Restaurant managers that fail to consider the impact of unauthorized breaks are likely to suffer from a loss of efficiency and potential profits. Even the best employees are tempted to peek at their phones or quickly respond to a text message, but these quick unauthorized breaks will interrupt the flow of your restaurant. Tasks can get overlooked while employees go out to smoke or respond to messages, and other staff members are likely to bear the burden of these neglected tasks. While a strict cell phone and break policy may seem overbearing, it’s the best way to ensure work flow isn’t interrupted.
Bartenders and restaurant wait staff are generally encouraged to try to up-sell, but it’s possible for up-selling to be done in a very disingenuous way. After a customer has had a few drinks already, bartenders may switch to a higher-grade and more expensive type of alcohol to up his individual sales. The customer is unlikely to refute the charge, but its important to educate staff against such tactics.
Not Reporting Mistakes
Restaurant owners and managers know that accidents and mistakes are commonplace in the restaurant business. While mistakes are not a huge deal, they do need to be accounted for. This unintentional loss is usually not a result of employee theft. Sometimes, however, employees will intentionally make mistakes to gain free food.
Dishonest bartenders and wait staff will sometimes reuse receipts with the same order so that the system shows only one sale while they pocket the money from the second sale. This type of scam doesn’t leave any evidence on the register tape, so it’s important for managers to keep a close eye on inventory and the amount of time tickets are left open. If a bartender or wait staff often leaves all of their tickets open until the end of the day, then this should be considered a red flag for managers and restaurant owners.

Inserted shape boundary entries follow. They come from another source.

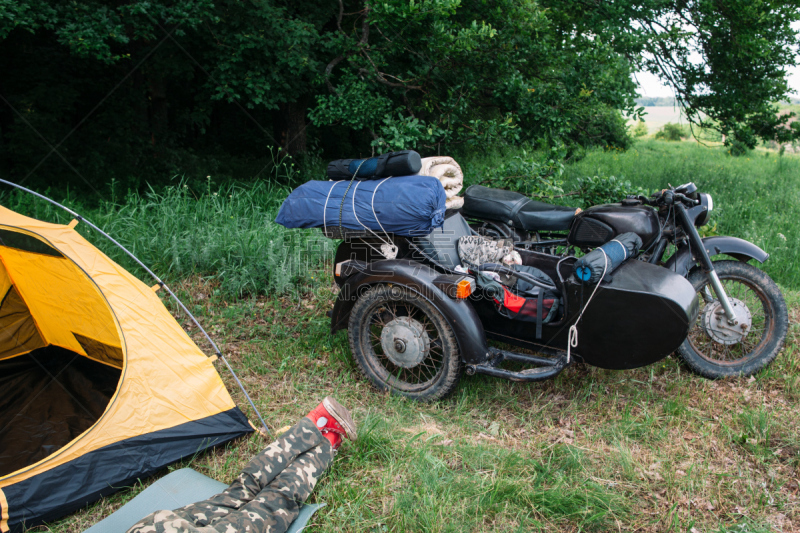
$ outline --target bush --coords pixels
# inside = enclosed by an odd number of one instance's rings
[[[632,185],[630,181],[615,176],[587,176],[578,179],[578,198],[583,202],[583,207],[619,202],[628,194],[646,195],[647,192]]]
[[[608,106],[591,108],[581,117],[570,139],[584,146],[602,146],[627,150],[633,144],[625,117]]]
[[[680,124],[673,124],[667,122],[658,132],[656,132],[656,139],[662,141],[681,141],[689,137],[689,132]]]
[[[563,150],[552,148],[540,154],[503,160],[486,170],[481,182],[487,187],[518,191],[528,196],[552,196],[564,192],[561,175],[564,173]]]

Controlling the register gives an employee a lot of power to manipulate orders and sales. Dishonest employees can attempt to over-ring orders, under-ring orders, void sales, short-change the register or even tear up order tickets. When closing out the cash drawers, these various schemes can be difficult to prove. The cash register tape may serve as false evidence that matches up to the employee’s story. Some managers attempt to spread out cash register duties to prevent register antics, and another solution is to always have at least two employees count down the drawer at the end of the night.
This type of restaurant employee stealing occurs when there is a discrepancy between how much a customer pays and how much they are charged for the order. The bartender may charge a customer full price for a drink, but the system registers a happy hour discount. They can pocket the change. This offense should not be taken lightly by restaurant or bar managers because overcharging a customer is an action taken by the employee with the direct intent to steal from both the customer and business. Overcharging customers usually requires a level of thoughtful planning, and such an occurrence should never “accidentally” happen with the same employee twice. If you notice a pattern of this type of behavior emerging, then it may be time to have a serious discussion about your employee’s future with the company.
Incredibly, as many as 75 percent of employees admit to have stolen from their employer at least once. Providing customers with free services, taking unauthorized breaks, not reporting mistakes, disingenuous up-selling, reusing receipts, skimming registers and overcharging customers are only a few of the many ways that your restaurant employees may be stealing from you. As a restaurant owner or manager, it’s crucial to identify losses from employee theft and find solutions moving forward to benefit your business.